Ainsi que nous l’avons soutenu à plusieurs reprises, la liberté de discussion en politique est à notre époque non le vœu spéculatif de quelques esprits abstraits, mais un besoin social des plus pressans, une des conditions du développement de ces grands et vivaces intérêts économiques qui tendent de plus en plus à se confondre avec la vie politique quotidienne des sociétés modernes. Pour que la presse se place au niveau des importantes questions de cet ordre, il faut qu’elle retrouve dans une mâle liberté le respect d’elle-même, la confiance en soi, l’émulation et là vigueur avec lesquelles seules elle peut dignement et utilement remplir l’œuvre à laquelle elle est appelée. Parmi les discussions de cette nature qui font comprendre la nécessité d’une presse forte et saine, se place celle que M. Isaac Pereire vient d’engager avec éclat par une brochure sur la Banque de France et l’organisation du crédit en France. Nous n’avons pas la pensée de relever à cette place le gant que M. Isaac Pereire vient de jeter à l’école économique à laquelle nous appartenons en matière de crédit et de circulation. Nous devons cependant essayer d’indiquer en quoi consisté la gravité du débat.
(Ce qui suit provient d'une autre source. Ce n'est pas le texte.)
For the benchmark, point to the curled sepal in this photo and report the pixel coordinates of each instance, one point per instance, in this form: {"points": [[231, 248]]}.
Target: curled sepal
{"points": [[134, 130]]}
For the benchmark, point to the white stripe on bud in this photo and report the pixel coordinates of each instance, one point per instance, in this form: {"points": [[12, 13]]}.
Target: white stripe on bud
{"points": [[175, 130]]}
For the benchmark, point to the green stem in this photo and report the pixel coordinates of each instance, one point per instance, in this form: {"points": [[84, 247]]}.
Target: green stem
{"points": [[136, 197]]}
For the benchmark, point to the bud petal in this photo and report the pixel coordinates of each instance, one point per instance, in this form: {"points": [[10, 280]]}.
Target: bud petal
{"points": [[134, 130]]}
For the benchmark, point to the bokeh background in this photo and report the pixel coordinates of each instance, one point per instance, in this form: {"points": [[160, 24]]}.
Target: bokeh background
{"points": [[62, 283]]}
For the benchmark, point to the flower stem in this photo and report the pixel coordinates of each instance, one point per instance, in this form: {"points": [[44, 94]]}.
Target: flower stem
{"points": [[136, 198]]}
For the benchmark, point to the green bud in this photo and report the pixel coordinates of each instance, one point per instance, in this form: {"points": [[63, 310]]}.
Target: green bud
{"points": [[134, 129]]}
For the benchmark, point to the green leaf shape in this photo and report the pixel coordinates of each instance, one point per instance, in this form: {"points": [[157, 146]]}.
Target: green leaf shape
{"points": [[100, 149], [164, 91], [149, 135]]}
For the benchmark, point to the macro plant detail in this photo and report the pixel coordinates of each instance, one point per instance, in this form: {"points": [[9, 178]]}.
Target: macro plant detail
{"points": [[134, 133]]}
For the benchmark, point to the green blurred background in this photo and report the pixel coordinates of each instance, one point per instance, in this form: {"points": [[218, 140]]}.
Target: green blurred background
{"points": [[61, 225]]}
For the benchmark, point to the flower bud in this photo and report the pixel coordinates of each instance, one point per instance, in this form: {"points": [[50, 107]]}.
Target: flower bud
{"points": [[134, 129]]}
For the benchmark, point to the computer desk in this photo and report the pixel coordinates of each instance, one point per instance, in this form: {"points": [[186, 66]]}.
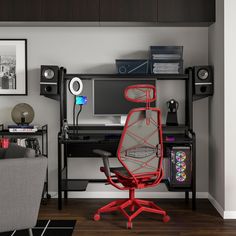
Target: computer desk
{"points": [[80, 142]]}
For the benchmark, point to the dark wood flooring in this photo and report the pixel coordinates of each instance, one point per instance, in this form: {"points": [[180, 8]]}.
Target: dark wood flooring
{"points": [[184, 222]]}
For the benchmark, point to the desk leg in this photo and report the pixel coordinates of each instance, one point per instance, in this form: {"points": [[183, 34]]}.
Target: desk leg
{"points": [[186, 196], [59, 177], [65, 166], [194, 174]]}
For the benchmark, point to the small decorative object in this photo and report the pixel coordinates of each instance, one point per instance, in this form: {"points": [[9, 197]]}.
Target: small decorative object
{"points": [[4, 143], [172, 119], [76, 86], [22, 114], [13, 67]]}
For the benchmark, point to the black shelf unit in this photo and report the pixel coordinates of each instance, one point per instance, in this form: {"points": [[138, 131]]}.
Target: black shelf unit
{"points": [[78, 140], [42, 132]]}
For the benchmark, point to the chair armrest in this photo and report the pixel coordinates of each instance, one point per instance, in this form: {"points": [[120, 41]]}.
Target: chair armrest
{"points": [[105, 157]]}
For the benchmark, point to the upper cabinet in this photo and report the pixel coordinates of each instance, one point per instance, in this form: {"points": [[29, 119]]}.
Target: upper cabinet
{"points": [[128, 10], [186, 11], [23, 10], [166, 12], [69, 10], [49, 10]]}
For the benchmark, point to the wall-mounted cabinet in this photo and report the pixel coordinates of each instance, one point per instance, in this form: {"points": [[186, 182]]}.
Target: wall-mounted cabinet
{"points": [[49, 10], [23, 10], [169, 12], [186, 11], [128, 10], [70, 10]]}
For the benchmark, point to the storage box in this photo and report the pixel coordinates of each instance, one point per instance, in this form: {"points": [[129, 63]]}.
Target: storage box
{"points": [[166, 52], [132, 66], [166, 66]]}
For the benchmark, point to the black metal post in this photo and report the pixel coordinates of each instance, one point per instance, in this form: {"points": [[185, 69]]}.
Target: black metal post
{"points": [[59, 174]]}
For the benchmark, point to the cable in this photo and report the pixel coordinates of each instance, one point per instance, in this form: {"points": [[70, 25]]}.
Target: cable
{"points": [[77, 117]]}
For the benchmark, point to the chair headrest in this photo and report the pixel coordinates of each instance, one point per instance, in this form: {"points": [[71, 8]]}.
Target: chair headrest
{"points": [[140, 93]]}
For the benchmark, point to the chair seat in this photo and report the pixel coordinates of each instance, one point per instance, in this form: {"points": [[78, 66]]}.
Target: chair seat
{"points": [[120, 171]]}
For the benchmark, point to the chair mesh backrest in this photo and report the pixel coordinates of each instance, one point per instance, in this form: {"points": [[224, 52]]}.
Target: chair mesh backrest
{"points": [[140, 148]]}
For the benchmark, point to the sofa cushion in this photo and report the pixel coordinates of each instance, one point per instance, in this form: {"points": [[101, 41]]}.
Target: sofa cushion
{"points": [[16, 151]]}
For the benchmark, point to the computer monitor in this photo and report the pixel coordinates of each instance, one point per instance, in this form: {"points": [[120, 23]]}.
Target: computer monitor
{"points": [[108, 96]]}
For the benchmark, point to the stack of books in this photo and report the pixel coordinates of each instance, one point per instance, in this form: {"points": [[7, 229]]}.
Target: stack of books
{"points": [[22, 128], [166, 68]]}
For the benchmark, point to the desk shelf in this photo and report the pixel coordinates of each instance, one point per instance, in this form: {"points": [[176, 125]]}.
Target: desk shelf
{"points": [[74, 185]]}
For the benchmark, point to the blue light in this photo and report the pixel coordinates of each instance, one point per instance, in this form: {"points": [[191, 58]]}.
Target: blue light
{"points": [[81, 100]]}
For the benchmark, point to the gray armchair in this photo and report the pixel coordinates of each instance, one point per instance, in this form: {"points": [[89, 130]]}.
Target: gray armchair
{"points": [[22, 178]]}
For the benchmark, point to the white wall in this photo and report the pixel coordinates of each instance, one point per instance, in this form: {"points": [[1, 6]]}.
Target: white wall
{"points": [[94, 50], [216, 108], [229, 103]]}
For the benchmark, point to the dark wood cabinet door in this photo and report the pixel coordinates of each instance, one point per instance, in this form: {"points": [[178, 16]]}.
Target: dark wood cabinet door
{"points": [[186, 11], [20, 10], [128, 10], [49, 10], [70, 10]]}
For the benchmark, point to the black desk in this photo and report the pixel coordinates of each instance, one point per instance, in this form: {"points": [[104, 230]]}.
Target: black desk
{"points": [[80, 143]]}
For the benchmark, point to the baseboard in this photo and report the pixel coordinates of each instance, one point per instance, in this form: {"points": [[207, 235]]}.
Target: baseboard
{"points": [[230, 215], [123, 194], [217, 206], [226, 215]]}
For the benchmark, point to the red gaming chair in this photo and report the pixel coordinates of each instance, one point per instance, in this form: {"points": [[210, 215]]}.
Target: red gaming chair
{"points": [[140, 153]]}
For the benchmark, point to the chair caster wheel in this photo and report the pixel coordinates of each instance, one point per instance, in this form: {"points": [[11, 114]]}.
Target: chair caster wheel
{"points": [[129, 225], [97, 217], [166, 219]]}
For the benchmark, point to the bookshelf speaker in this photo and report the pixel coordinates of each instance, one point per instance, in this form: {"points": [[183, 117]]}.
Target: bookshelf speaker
{"points": [[203, 80], [49, 80]]}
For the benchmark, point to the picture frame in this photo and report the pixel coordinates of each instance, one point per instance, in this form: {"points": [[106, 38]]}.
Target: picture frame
{"points": [[13, 67]]}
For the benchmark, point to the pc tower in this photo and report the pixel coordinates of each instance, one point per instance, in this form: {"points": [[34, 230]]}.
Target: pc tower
{"points": [[179, 166]]}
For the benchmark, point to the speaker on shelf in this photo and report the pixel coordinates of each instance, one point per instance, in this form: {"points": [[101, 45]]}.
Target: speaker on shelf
{"points": [[203, 80], [49, 80]]}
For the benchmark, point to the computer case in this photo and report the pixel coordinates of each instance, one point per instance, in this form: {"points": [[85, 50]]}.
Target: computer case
{"points": [[179, 166]]}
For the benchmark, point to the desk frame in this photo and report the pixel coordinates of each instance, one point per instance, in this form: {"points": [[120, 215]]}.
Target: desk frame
{"points": [[65, 184]]}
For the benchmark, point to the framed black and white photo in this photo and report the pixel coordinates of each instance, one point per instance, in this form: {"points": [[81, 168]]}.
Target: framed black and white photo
{"points": [[13, 67]]}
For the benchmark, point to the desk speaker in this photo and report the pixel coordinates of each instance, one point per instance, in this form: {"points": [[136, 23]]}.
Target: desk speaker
{"points": [[203, 80], [49, 80]]}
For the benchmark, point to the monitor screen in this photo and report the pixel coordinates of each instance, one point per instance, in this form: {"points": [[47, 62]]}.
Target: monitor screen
{"points": [[108, 96]]}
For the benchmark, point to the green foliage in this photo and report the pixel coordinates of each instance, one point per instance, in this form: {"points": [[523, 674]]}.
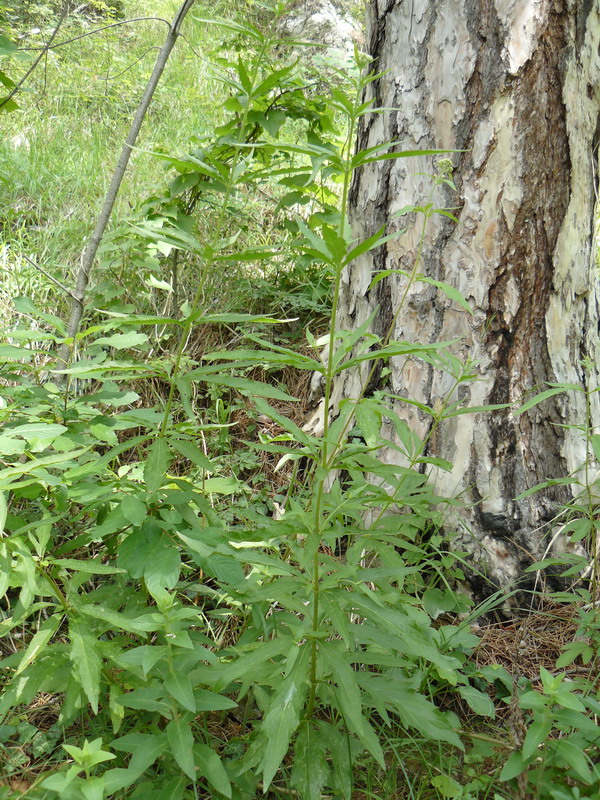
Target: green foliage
{"points": [[202, 636]]}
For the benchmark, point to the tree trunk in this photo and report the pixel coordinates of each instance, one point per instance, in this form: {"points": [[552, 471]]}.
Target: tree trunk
{"points": [[515, 86]]}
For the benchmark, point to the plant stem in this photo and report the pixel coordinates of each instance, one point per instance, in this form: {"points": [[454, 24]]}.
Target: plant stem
{"points": [[89, 254], [320, 487]]}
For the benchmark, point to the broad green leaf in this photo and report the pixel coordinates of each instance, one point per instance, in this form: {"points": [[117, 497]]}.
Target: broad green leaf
{"points": [[252, 664], [157, 464], [181, 741], [38, 643], [536, 734], [310, 771], [349, 697], [93, 788], [148, 552], [36, 430], [114, 619], [6, 46], [221, 486], [447, 786], [211, 701], [150, 699], [478, 701], [3, 511], [193, 453], [575, 758], [133, 509], [513, 767], [86, 661], [249, 387], [283, 717], [88, 567], [145, 749], [179, 686], [211, 767]]}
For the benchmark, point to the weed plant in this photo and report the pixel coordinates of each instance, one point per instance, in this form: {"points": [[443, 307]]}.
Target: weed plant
{"points": [[185, 640]]}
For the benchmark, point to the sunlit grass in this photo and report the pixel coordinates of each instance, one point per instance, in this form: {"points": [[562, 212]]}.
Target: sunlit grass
{"points": [[57, 152]]}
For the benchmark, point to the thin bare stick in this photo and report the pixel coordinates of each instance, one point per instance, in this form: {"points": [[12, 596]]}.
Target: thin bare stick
{"points": [[44, 50], [89, 254], [52, 278]]}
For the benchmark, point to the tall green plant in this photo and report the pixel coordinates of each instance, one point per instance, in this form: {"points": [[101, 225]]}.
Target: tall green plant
{"points": [[146, 609]]}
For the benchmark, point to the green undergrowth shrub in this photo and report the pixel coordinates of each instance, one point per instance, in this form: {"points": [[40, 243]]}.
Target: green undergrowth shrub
{"points": [[193, 640]]}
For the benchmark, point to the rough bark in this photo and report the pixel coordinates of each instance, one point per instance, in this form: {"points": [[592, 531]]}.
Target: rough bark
{"points": [[515, 86]]}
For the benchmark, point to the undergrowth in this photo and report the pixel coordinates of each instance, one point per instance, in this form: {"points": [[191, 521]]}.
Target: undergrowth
{"points": [[201, 598]]}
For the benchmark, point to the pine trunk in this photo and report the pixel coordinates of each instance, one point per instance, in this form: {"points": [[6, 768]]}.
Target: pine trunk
{"points": [[514, 86]]}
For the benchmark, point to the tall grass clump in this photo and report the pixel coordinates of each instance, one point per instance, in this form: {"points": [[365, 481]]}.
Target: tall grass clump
{"points": [[170, 631]]}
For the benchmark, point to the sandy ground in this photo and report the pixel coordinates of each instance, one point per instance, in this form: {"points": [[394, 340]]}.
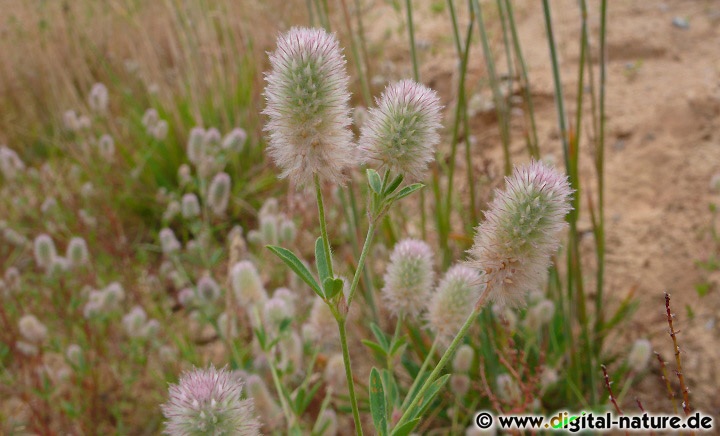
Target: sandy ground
{"points": [[662, 148]]}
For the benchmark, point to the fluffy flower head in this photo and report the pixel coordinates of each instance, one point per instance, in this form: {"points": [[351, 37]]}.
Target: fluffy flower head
{"points": [[409, 277], [401, 132], [307, 103], [207, 401], [454, 300], [521, 231]]}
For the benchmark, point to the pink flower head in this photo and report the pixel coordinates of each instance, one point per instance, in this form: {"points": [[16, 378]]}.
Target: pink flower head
{"points": [[401, 132], [307, 103], [207, 401], [521, 231]]}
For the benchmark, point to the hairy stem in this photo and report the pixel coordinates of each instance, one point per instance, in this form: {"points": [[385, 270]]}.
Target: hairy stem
{"points": [[323, 224], [348, 375]]}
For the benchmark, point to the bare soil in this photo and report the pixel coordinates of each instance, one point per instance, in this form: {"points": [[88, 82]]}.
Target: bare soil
{"points": [[662, 148]]}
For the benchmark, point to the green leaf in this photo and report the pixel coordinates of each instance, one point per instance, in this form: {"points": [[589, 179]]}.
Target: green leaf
{"points": [[380, 336], [378, 408], [298, 267], [375, 347], [430, 395], [374, 180], [393, 185], [404, 192], [407, 428], [332, 287], [321, 260], [391, 389]]}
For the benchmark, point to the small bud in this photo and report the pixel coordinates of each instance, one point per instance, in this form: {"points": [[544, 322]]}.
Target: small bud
{"points": [[269, 229], [409, 277], [196, 145], [334, 374], [150, 118], [235, 140], [276, 311], [168, 242], [77, 252], [508, 388], [45, 251], [134, 321], [212, 138], [74, 354], [106, 147], [98, 99], [219, 193], [639, 355], [32, 329], [287, 230], [190, 206], [160, 130], [208, 290]]}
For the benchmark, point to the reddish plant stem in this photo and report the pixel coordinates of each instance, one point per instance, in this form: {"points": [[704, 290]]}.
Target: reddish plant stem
{"points": [[678, 361], [607, 385], [663, 376]]}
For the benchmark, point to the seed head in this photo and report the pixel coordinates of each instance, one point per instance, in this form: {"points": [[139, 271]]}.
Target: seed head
{"points": [[235, 140], [45, 251], [454, 300], [106, 147], [74, 354], [77, 252], [134, 322], [409, 277], [208, 289], [196, 146], [150, 118], [219, 193], [168, 242], [508, 388], [307, 105], [98, 98], [159, 131], [401, 133], [207, 401], [190, 206], [32, 329], [640, 354], [521, 231], [10, 163]]}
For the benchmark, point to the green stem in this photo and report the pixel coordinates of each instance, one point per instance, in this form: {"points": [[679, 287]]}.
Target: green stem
{"points": [[421, 372], [440, 366], [361, 261], [500, 104], [348, 376], [533, 139], [283, 401], [323, 224], [411, 34]]}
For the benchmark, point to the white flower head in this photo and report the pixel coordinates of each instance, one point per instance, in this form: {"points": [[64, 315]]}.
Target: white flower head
{"points": [[307, 105]]}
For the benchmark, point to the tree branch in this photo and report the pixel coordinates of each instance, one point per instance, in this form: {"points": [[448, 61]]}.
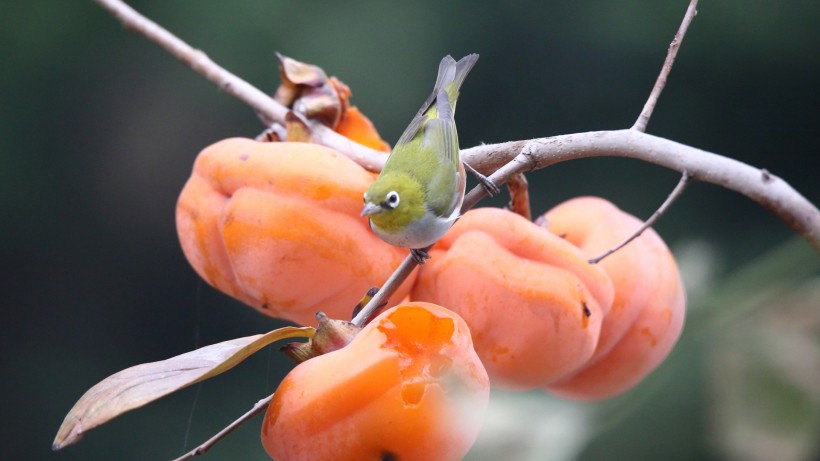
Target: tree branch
{"points": [[676, 192], [660, 83], [200, 63], [203, 448], [766, 189]]}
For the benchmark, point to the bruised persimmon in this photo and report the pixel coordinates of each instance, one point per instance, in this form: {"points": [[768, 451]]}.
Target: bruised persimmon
{"points": [[409, 386], [533, 303], [647, 314], [277, 226]]}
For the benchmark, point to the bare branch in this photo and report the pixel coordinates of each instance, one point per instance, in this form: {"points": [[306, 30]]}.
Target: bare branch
{"points": [[205, 446], [660, 83], [768, 190], [676, 192], [200, 63], [765, 188]]}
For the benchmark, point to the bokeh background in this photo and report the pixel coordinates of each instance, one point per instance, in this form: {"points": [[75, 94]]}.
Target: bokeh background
{"points": [[99, 129]]}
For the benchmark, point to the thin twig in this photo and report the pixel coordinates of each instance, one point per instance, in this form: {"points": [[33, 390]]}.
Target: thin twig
{"points": [[676, 192], [200, 63], [205, 446], [765, 188], [390, 286], [660, 83], [508, 159], [520, 196], [772, 192]]}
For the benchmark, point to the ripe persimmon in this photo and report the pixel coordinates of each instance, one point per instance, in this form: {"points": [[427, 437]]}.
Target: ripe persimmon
{"points": [[277, 225], [409, 386], [647, 314], [541, 315], [533, 303]]}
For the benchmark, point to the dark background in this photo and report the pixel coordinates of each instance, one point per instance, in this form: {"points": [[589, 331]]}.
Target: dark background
{"points": [[99, 129]]}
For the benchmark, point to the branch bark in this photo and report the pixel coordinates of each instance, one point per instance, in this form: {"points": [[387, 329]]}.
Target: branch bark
{"points": [[671, 53], [768, 190]]}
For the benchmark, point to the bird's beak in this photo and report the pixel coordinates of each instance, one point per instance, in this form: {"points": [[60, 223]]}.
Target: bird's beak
{"points": [[370, 209]]}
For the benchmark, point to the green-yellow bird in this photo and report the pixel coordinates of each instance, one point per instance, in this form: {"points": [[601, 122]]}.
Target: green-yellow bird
{"points": [[418, 195]]}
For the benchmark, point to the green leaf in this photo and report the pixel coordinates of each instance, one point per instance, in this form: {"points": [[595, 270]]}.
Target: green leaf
{"points": [[142, 384]]}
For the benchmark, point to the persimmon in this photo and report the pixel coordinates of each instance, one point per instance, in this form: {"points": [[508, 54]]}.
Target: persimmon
{"points": [[277, 225], [541, 315], [409, 386], [533, 303], [647, 314]]}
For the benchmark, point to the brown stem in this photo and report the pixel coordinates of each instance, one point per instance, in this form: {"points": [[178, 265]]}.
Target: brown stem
{"points": [[660, 83], [205, 446], [684, 180], [520, 196]]}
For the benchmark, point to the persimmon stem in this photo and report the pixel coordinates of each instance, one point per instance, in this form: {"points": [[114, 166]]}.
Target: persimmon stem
{"points": [[390, 286], [200, 63], [676, 192], [660, 83], [203, 448], [520, 196]]}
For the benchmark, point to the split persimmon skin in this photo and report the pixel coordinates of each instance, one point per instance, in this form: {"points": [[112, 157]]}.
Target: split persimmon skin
{"points": [[277, 225], [647, 314], [533, 303], [408, 387]]}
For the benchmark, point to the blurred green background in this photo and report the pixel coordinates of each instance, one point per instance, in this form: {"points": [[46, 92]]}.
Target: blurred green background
{"points": [[99, 129]]}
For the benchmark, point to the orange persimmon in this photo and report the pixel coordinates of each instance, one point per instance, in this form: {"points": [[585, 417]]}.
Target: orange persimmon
{"points": [[533, 303], [277, 225], [647, 314], [541, 315], [408, 387]]}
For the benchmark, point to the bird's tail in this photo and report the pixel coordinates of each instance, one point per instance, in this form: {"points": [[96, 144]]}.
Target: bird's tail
{"points": [[451, 75]]}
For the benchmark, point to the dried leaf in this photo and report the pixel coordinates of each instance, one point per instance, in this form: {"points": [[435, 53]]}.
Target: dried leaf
{"points": [[142, 384]]}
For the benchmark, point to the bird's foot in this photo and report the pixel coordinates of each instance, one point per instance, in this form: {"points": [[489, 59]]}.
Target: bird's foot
{"points": [[489, 186], [420, 255]]}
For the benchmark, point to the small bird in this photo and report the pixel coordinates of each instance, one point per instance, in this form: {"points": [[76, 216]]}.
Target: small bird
{"points": [[418, 195]]}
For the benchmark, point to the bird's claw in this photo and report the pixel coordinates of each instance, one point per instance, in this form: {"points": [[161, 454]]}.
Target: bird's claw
{"points": [[420, 255], [488, 185]]}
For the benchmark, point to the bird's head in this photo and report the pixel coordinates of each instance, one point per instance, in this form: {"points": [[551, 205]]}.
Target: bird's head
{"points": [[394, 201]]}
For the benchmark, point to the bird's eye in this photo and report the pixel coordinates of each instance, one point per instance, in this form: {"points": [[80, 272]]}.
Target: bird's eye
{"points": [[392, 199]]}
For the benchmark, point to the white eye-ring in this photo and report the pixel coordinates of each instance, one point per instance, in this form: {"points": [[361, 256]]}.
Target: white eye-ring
{"points": [[392, 199]]}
Avant tout, nous louerons M. Isaac Pereire d’être entré personnellement en lice avec la vigueur et l’intérêt dramatique pour ainsi dire d’un homme qui ne plaide pas seulement pour un système, mais qui lutte pour sa propre cause. Quand un pareil athlète se présente au combat visière levée, on perd moins de temps dans les alentours des questions ; on va droit au fait, et la polémique marche plus rapidement aux solutions. Cette réserve posée en faveur de l’intervention directe et résolue de M. Pereire dans le débat des questions de crédit, nous ferons une déclaration très nette : les idées de M. Pereire et de son école et celles des économistes dont s’inspire la conduite des banques de France et d’Angleterre sont aussi diamétralement contraires et aussi irréconciliables que peuvent l’être en astronomie le système de Ptolémée et le système de Copernic. Il est donc absolument nécessaire, dans l’Intérêt de l’éducation du public et de la sécurité générale des affaires, que l’un des deux systèmes sorte de cette lutte à jamais confondu et détruit.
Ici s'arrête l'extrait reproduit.